Le léopard qui se lie d'amitié avec le jeune héros, et dont la qualité d'étranger vaut au veau le rejet du troupeau.
Image du film — Dalian Jingyuan Culture Film & TV Media

Photographiée en salle : le film n'a aucune sortie numérique, et tout ce qui circule en ligne vient d'un téléphone.
Image du film — Dalian Jingyuan Culture Film & TV Media
Ce qui se passe ensuite n'a pas d'équivalent récent dans l'exploitation chinoise. En une journée, le nombre de séances quotidiennes passe de 21 à 359. Le 15 août au matin, le cumul n'est pourtant encore que de 251 000 yuans, et la billetterie prévoit 282 000 yuans pour la journée ; le lendemain, le compteur affiche 9,4 millions. Le 18, le cumul franchit les 20 millions de yuans ; le 19, les 25 ; le 20, il atteint 31,8 millions, près de 3,8 millions d'euros, avec une baisse de fréquentation de 24 % seulement d'un jour sur l'autre, la meilleure tenue de tout le parc.

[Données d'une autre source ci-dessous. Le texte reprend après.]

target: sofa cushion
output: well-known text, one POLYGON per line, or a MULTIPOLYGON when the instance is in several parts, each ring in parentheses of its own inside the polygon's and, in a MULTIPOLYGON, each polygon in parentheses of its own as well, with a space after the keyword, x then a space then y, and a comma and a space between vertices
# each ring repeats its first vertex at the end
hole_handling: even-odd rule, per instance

Personne n'a acheté ces billets par erreur. Le public vient vérifier de ses propres yeux une chose devenue improbable : qu'un film à ce point mal fabriqué ait obtenu un visa d'exploitation, une copie numérique et une place à l'affiche dans le même couloir que les grosses sorties de l'été. Les personnages tiennent debout sur leurs pattes arrière, les arbres de la forêt sont dupliqués à l'identique, les textures des animaux rappellent celles d'un jeu vidéo d'il y a vingt ans. Sur Douban, la principale plateforme chinoise de critique, la note s'établit à 5,9 sur 10, avec une répartition très polarisée.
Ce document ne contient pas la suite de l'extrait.